Also, make sure that libdvdcss and libdvdcss2 are installed.


----------



## ddaley (Jan 1, 2012)

_What do yo mean by "Chuck Norris DVD collection?"_

I think you can solve this issue by following the steps in step 7 here.  It sounds like you have a permission issue with mounting drives:

*Step 7 - Enable CD/DVD/USB mounting:*
http://www.korray.com/index.php?opt...-8-desktop-with-xorg-and-kde&catid=43:freebsd


----------



## TroN-0074 (Jan 9, 2012)

LateNiteTV said:
			
		

> Also, make sure that libdvdcss and libdvdcss2 are installed.

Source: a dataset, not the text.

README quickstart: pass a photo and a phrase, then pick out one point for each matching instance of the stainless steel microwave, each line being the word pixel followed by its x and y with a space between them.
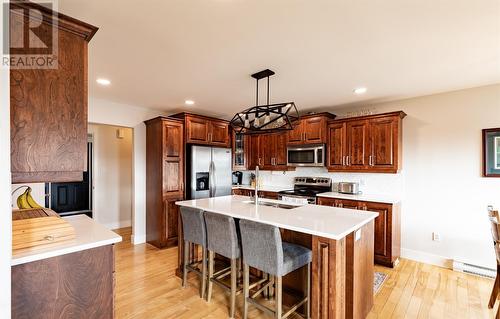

How can I install these packages. I think that is what I am missing.
@ddaley. Thank you I followed that guide and still didn't play movies from DVD. I will keep working on it.


----------



## renice (Jan 9, 2012)

multimedia/libdvdcss?


----------



## TroN-0074 (Jan 10, 2012)

Thank you everybody. I am now back watching Chuck Norris.
Problem Solved.


----------



## tesla (Jan 19, 2012)

thank you for the solution provided, registered an account just to thank you, this page comes up first if you look for "how can I watch DVDs in FreeBSD" in Google


----------